Mild optimization is a proposed avenue for direct attack on the central difficulty of Goodhart's Curse and all the other difficulties it exacerbates. Obviously, if our formulation of mild optimization is not *perfect,* Goodhart's Curse may well select for any place where our notion of 'mild optimization' turns out to have a loophole that allows a lot of optimization. But insofar as some version of mild optimization is working most of the time, it could avoid blowing up things that would otherwise blow up. See also Tasks.

Similarly, conservative strategies can be seen as a more indirect attack on some forms of Goodhart's Curse--we try to stick to a conservative boundary drawn around previously whitelisted instances of the goal concept, or to using strategies similar to previously whitelisted strategies. This averts searching a much huger space of possibilities that would be more likely to contain errors somewhere. But Goodhart's Curse might single out what constitutes a 'conservative' boundary, if our definition is less than absolutely perfect.

## Comments

Sören Mind

On "Conditions for Goodhart's curse": It seems like with AI the curse happens mostly when V is defined in terms of some high-level features of the state, which are normally not easily maximized. I.e., V is something like a neural network $~$V:s \mapsto V(s)$~$ where $~$s$~$ is the state.

Now suppose U' is a neural network which outputs the AI's estimate of these features. The AI can then manipulate the state/input to maximize these features. That's just the standard problem of adversarial examples.

So it seems like the conditions we're looking for are generally met in the common setting were adversarial examples do work to maximize some loss function. One requirement there is that the input space is high-dimensional.

So why doesn't the 2D Gaussian example go wrong? There's no high-level features to optimize by using the flexibility of the input space.

On the other hand, you don't need a flexible input space to fall prey to the winner's curse. Instead of using the high flexibility of the input space you use the 'high flexibility' of the noise if you have many data points. The noise will take any possible value with enough data, causing the winner's curse.
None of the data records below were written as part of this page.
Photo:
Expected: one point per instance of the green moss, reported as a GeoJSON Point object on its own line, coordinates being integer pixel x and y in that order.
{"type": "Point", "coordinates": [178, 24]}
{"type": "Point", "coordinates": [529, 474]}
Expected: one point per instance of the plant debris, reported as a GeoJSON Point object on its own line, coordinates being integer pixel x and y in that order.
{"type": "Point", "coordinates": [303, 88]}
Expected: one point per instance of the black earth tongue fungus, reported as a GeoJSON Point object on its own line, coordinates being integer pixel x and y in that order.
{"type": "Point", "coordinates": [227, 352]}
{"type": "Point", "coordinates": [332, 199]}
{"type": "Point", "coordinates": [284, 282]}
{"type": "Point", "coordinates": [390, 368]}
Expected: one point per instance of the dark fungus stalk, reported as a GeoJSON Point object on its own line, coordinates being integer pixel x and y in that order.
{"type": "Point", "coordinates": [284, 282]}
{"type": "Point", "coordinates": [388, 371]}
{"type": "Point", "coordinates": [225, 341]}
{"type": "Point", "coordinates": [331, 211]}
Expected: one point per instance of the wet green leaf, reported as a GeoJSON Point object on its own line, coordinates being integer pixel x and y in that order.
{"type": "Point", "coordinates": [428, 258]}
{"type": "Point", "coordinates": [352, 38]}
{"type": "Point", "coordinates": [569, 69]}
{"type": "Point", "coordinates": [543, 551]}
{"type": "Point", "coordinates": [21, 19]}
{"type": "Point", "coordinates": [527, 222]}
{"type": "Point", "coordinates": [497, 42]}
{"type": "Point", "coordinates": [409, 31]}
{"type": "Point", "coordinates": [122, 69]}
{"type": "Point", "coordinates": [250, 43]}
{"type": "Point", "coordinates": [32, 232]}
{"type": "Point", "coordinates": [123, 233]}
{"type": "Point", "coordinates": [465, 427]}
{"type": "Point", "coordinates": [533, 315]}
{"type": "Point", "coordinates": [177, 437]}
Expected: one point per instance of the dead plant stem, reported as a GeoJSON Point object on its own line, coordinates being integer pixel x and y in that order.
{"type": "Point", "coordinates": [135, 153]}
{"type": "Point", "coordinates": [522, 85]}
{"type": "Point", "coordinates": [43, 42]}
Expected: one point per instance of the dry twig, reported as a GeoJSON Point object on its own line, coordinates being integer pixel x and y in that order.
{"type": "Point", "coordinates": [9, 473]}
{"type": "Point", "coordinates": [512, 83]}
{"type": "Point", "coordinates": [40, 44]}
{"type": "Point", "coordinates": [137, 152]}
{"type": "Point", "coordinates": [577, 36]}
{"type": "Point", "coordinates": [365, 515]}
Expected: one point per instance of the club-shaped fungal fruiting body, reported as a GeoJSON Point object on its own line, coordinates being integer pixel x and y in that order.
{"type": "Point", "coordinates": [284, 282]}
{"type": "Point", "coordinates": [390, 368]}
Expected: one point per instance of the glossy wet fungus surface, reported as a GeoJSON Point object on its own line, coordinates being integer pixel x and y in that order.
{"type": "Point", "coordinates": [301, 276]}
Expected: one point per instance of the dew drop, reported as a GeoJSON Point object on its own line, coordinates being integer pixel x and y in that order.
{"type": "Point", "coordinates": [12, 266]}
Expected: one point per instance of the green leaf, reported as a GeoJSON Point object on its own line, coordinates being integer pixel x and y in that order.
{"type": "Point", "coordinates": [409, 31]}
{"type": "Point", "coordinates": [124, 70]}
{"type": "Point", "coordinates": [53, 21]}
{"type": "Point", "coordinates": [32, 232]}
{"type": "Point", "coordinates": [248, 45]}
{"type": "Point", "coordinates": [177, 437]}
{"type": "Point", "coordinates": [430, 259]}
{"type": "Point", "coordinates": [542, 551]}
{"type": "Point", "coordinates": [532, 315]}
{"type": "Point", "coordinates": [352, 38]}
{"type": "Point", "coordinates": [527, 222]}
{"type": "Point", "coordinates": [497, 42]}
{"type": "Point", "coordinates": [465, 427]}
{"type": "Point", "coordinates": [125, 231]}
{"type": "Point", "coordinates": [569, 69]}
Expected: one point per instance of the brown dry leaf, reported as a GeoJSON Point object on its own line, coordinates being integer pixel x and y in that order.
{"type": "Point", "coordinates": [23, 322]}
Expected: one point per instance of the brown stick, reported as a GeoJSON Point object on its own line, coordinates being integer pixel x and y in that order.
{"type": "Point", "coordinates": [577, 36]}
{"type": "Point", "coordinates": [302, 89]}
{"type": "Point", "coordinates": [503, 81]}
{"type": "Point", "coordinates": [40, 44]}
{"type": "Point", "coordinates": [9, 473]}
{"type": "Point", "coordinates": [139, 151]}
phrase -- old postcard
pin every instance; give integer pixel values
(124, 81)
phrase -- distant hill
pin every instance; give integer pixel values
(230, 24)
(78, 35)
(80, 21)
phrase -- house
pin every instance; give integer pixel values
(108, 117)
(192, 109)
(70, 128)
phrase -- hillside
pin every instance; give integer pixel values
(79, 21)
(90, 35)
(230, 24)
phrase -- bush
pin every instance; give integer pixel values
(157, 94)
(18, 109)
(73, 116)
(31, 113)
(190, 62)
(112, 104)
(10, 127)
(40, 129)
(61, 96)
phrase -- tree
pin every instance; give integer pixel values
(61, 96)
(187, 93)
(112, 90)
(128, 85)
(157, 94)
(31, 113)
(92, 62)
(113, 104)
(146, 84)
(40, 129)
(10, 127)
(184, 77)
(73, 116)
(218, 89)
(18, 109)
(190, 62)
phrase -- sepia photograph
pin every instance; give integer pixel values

If you care about a feature that is

boundedunder the real-world distribution but the noise that is unbounded, you will find that the most promising-looking data points are maximizing the noise.There's a noise-free (i.e. no measurement errors) variant of the winner's curse which suggests another connection to adversarial examples. If you simply have $~$n$~$ data points and pick the one that maximizes some outcome measure, you can conceptualize this as evolutionary optimization in the input space. Usually, adversarial examples are generated by following the gradient in the input space. Instead, the winner's curse uses evolutionary optimization.

Sören Mind

Another, speculative point:

If $~$V$~$ and $~$U$~$ were my utility function and my friend's, my intuition is that an agent that optimizes the wrong function would act more robustly. If true, this may support the theory that Goodhart's curse for AI alignment would be to a large extent a problem of defending against adversarial examples by learning robust features similar to human ones. Namely, the robust response may be because me and my friend have learned similar robust, high-level features; we just give them different importance.